Rent Control Is Not The Solution
The middle class housing crisis will worsen as long-standing social, political, and economic issues stand in the way of building more affordable housing. Californians will be voting in November on Proposition 10, to repeal Costa-Hawkins and expand the ability of local agencies to implement and enforce both rent control and vacancy control.
Unfortunately, Proposition 10 does nothing to address the actual root cause of this middle class housing crisis. It doesn’t bring down the costs of construction or lessen the expense of regulatory burdens. It also doesn’t reform legislative boondoggles, or build a single unit of much-needed additional housing.
Taking a Band-Aid approach of treating the symptom (high rents) instead of the disease (lack of housing) is foolhardy. After all, curing the disease cures its symptoms.
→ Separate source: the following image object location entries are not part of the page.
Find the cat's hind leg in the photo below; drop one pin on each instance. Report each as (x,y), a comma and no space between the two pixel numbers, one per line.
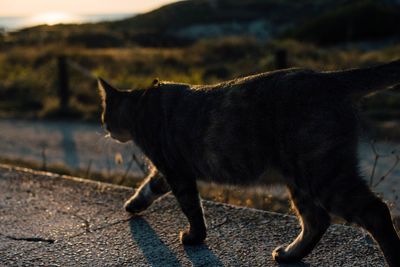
(359,205)
(185,190)
(153,187)
(314,222)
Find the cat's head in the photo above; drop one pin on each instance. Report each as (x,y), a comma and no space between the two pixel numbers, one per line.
(115,112)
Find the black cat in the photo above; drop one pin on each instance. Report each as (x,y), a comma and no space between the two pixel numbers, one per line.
(294,127)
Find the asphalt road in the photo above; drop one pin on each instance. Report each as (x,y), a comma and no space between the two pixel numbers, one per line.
(48,220)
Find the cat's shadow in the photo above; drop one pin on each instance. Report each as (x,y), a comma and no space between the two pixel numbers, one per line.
(159,255)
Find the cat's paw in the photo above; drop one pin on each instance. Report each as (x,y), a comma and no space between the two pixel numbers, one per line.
(281,255)
(191,237)
(136,205)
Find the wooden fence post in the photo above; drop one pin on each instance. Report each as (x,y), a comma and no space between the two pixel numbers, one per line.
(63,83)
(281,61)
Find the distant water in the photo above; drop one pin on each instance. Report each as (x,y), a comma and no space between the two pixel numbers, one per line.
(18,22)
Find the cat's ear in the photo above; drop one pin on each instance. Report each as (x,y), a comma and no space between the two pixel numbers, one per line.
(105,89)
(155,83)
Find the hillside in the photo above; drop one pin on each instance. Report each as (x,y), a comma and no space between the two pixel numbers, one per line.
(182,23)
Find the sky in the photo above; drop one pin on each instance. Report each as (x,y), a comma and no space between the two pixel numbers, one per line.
(77,7)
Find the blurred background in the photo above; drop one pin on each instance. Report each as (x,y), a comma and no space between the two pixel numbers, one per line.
(52,51)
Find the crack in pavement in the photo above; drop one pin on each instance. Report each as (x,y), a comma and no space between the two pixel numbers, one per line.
(29,239)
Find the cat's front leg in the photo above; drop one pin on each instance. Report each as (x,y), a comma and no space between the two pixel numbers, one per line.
(153,187)
(185,191)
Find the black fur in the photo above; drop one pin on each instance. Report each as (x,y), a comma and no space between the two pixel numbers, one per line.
(294,127)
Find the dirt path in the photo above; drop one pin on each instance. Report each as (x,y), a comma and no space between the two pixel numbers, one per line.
(77,145)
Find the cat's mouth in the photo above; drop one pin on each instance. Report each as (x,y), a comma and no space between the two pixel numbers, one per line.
(119,138)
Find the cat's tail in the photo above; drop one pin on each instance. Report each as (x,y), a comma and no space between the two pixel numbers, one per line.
(362,81)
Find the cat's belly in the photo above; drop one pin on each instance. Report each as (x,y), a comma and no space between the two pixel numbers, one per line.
(241,175)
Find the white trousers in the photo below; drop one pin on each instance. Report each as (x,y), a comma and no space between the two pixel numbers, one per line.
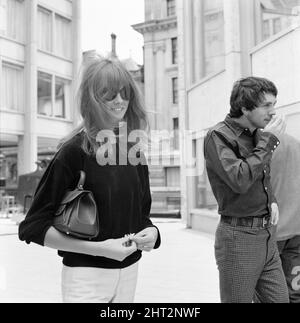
(99,285)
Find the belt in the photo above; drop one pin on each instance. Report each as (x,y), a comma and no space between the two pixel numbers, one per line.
(257,222)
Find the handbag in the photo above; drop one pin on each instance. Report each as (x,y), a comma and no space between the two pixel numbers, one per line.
(77,214)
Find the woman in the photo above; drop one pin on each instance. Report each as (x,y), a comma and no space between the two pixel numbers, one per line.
(104,270)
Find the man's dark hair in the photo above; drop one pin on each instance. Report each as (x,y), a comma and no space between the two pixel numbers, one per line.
(249,93)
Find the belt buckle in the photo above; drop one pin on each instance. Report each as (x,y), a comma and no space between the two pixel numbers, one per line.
(265,222)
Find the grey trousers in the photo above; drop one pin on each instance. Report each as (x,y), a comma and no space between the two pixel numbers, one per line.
(249,265)
(290,257)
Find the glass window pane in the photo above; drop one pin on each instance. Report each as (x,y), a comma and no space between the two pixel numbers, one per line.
(171,8)
(44,94)
(175,90)
(174,50)
(214,36)
(63,38)
(44,29)
(277,15)
(61,94)
(172,177)
(12,16)
(12,88)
Unfortunately, rent control is not the cure and is likely to make matters worse from harmful unintended consequences.
Consider economist Paul Krugman’s essay in the New York Times back in 2000:
“The analysis of rent control is among the best-understood issues in all of economics, and — among economists, anyway — one of the least controversial. In 1992 a poll of the American Economic Association found 93 percent of its members agreeing that ”a ceiling on rents reduces the quality and quantity of housing.” Almost every freshman-level textbook contains a case study on rent control, using its known adverse side effects to illustrate the principles of supply and demand.”
Economists at both Stanford University and UC Berkeley rank among that monolith Krugman cites who reiterates those known deleterious effects. What economists know that politicians have a hard time swallowing is that rent control actually exacerbates the housing crisis. It shrinks the supply of housing as landlords take units offline, ultimately undermining the goals of rent control. Rent control also discourages landlords from deploying capital back into their property therefore leaving more units aging and in disrepair.
California Needs More Housing
If Costa-Hawkins is repealed, then even newly built properties could fall under rent control and vacancy control restrictions. Whether overzealous local politicians would attempt that is yet to be seen. Doing so, would stifle new construction at the very time that California is in dire need of more housing.
California isn’t the only state facing a middle class housing crisis and most assuredly something needs to be done. But if you believe the axiom of, “As California goes, so goes the rest of the Country,” then it’s important for California to get it right.
People are hurting and it’s time to get serious about curing this housing crisis. It’s iatrogenic in nature and likely to get worse if rent control and vacancy control take root. Instead, let’s cure the social, political, and economic problems that stand in the way of building more housing.
Let’s not cap the price of milk, let’s get more cows, and cure this supply/demand imbalance. That will ease the upward pressure on rents that inevitably happens when misguided regulation inhibits market forces.